This document collates a series of recommendations for algorithm, keysize and protocol recommendations. In some sense the current document supersedes the ECRYPT and ECRYPT2 “Yearly Report on Algorithms and Key Lengths” published between 2004 and 2012. However, it should be considered as completely distinct. The current document tries to provide a focused set of recommendations in an easy to use form, the prior ECRYPT documents provided more general background information and discussions on general concepts re key size choice, and tried to predict the future ability of cryptanalytic attacks via hardware and software.

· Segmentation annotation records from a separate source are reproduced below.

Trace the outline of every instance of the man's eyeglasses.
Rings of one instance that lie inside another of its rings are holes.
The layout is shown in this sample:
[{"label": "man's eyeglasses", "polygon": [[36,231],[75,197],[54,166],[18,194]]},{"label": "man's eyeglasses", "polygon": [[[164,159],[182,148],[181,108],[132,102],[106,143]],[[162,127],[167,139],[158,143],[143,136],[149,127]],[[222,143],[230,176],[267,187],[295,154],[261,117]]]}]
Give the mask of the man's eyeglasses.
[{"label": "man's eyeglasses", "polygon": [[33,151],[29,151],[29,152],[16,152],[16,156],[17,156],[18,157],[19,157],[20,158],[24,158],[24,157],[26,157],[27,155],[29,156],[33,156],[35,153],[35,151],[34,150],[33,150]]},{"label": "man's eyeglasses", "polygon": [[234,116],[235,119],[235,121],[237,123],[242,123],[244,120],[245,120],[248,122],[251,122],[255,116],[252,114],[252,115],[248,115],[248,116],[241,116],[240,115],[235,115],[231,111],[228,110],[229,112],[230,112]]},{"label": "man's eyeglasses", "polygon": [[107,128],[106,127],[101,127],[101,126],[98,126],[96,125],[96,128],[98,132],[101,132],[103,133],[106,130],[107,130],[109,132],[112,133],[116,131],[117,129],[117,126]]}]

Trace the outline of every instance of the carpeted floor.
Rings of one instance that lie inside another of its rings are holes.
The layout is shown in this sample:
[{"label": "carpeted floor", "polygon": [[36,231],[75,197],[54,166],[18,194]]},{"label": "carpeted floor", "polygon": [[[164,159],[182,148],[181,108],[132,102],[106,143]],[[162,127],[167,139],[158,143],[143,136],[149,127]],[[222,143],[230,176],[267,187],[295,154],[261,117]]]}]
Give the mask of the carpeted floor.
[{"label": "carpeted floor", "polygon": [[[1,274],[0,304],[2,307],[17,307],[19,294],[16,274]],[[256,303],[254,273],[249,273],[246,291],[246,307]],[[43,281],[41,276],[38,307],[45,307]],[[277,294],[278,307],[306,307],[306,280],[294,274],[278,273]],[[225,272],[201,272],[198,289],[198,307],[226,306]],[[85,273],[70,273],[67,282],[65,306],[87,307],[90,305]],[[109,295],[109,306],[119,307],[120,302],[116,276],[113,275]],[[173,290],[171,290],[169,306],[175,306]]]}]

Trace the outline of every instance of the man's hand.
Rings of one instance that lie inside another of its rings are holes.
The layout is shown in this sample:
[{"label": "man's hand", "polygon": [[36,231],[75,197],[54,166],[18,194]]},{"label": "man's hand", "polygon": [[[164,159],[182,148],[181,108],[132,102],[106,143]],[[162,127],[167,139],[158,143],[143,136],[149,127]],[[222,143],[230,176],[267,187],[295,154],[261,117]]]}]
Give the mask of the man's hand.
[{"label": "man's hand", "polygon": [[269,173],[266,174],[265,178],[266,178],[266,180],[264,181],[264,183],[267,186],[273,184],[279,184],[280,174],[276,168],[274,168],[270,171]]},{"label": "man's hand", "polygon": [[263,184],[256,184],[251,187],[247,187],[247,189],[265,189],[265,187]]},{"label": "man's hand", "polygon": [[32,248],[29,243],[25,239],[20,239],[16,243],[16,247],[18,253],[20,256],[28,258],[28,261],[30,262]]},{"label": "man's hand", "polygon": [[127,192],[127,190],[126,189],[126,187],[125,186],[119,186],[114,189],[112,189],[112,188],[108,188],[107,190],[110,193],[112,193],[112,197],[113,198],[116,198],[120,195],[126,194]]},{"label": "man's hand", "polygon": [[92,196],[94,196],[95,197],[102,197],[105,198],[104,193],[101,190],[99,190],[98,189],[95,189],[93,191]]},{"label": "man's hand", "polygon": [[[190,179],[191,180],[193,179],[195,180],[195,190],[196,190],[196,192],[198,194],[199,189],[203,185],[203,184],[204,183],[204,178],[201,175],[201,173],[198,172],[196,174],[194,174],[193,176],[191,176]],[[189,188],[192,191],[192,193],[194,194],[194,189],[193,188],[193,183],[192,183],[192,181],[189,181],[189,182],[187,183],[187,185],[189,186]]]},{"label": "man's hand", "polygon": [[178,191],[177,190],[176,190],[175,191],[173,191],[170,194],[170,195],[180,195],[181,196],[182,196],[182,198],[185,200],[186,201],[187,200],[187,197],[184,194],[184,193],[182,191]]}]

In this document we focus on just two decisions which we feel are more crucial to users of cryptography. Firstly, whether a given primitive, scheme, protocol or keysize can be considered for use to day if it is already deployed. We refer to such use as legacy use within our document. If a scheme is not considered suitable for legacy use, or is only considered for such use with certain caveats, then this should be taken as a strong recommendation that the primitive, scheme or protocol be possibly replaced as a matter of urgency (or even that an attack exists). Some of the caveats which may mean a system which it not considered suitable for legacy use may still be secure could be use of limited key lifetimes within a system, mitigating controls, or (in the case of hash functions) relieing on non-collision resistance properties.
The document does not consider any mechanisms which are currently only of academic interest. In particular all the mechanisms we discuss have been standardized to some extent, and have either been deployed or are due to be deployed in real world systems. This is not a critique of academic research, but purely a means of focusing the document on mechanisms which will be of interest to decision makers in industry and government.